The man spoke in a gentle voice, “I am fine thanks, a little tired actually.”

Somehow he managed to assist the lady off his lap. She slid and slotted into the space next to him. There was room for her to create some space, move and take the seat opposite but she sat snuggled right in, in a flirty fashion. The lady looked around the tram and saw a few footy scarves adorning some of the passengers.

She asked the man, “Have you been to the footy?”

“No I have been working tonight in the city,” he replied, “I did see the score at about half time.” The man’s accent was hard to place... middle eastern maybe? Maybe not. His voice sounded kind. My fears was dissipating and being replaced by a feeling best described as foolishness.

“Oh, who was playing?” the lady asked.

“I know Richmond was one team, I go for Richmond but I think we might have been losing.” Wow. I thought. This extremist guy goes for the Tigers.

“I go for the magpies... that was bad what happened to Adam Goodes last night – are you aboriginal?” the lady asked very forwardly.

“No, I am from Afghanistan,” said the man.

“Oh, are you a muslim?” asked the lady.

The ladies questions raised a few eyebrows again. The people in our four seat booth – the young couple, Amber and I, didn’t say anything with our words but our glances at each other said, “this has been an interesting tram ride!”

The man was very patient. He answered every question the lady asked him.

We were witness to a fascinating conversation. The gentle way the man’s intuition summed up that the lady was tipsy, and meant no harm, gave her permission in turn to take the conversation deeper and deeper.

We heard her talk about a documentary she had seen that week on TV. She connected it with the murder of the soldier in London – the program was about Islamic fundamentalism.

As she spoke, you detected that the lady was qualifying as she heard more of the man’s story, “Of course fundamentalism is the same in all religions... it has tragic effects whether it is Christian fundamentalism or any other religion, not just Islamic extremism.”

“That’s right" said the man. "I am a muslim but those men in London don’t represent me. Their behaviour is against Islam... all of the big religions ask us not to hurt another human. In fact, even as a muslim man, I have been affected first hand by Islamic fundamentalism...”

And so his story was told and the lady listened. Amber and I and the couple and everyone around couldn’t help but eavesdrop. For the second time that night, the place we were in went unusually quiet...

We heard how his particular tribe in Afghanistan had been a happy group of people. He remembered untroubled times when with his tribe, there was singing, dancing and regular celebrating. Then the Taliban came. They took some of his friends, and then his brother-in-law. They learnt that all of them were killed.

When he was a teenager he came to Australia. Because of the danger... because he is now ‘Australia’s responsibility’, as he put it, he can’t go back to Afghanistan. The only way he can see his family is if they come to the border and cross into Pakistan. He had managed to do that a couple of times, we think we heard him share with the lady.

The couple got off the tram and it wound around into Miller Street.

The man kept talking and shared that eventually he wants to bring his mother and family to Australia.
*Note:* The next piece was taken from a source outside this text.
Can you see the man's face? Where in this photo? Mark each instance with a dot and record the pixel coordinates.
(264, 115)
Amber distinctly heard him say, “but that is a dream for the future.”

The tram got to the Gilbert Road turn and the lady said, “This is my stop, I need to get off.” She sounded more quiet now.

“Thank you” she said.

“It was wonderful to talk with you. Nice to meet you.” A simple statement of gratitude by the man.
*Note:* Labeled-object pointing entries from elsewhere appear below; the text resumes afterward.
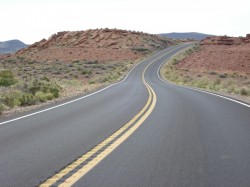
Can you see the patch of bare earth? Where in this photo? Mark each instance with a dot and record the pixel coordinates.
(220, 64)
(79, 62)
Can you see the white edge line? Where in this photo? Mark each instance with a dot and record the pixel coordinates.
(57, 106)
(195, 89)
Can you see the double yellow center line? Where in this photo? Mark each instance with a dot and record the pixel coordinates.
(76, 170)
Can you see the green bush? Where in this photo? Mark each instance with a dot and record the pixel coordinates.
(44, 87)
(7, 78)
(28, 99)
(243, 91)
(42, 97)
(12, 99)
(1, 108)
(86, 72)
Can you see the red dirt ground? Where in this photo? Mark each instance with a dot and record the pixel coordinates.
(100, 44)
(223, 54)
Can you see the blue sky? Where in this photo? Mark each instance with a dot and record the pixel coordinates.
(33, 20)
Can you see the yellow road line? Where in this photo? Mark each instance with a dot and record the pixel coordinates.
(143, 115)
(85, 169)
(86, 156)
Two stops later it was Amber and my turn to get off. We walked down the side street to our home in West Preston where we have lived in peace for all of her life.

“You just never know what you’re going to get on that 112 tram, do you dad?” Amber remarked.

“Very true Amber,” I replied.

And quietly I thought back with some embarrassment to the way I had painted the man as a potential threat. I didn’t feel frightened any more. I had heard his story.

I felt grateful to have heard the man’s gentleness. I think it affected everyone within earshot of him on that tram ride home.

All I can say is that I hope his dream comes true.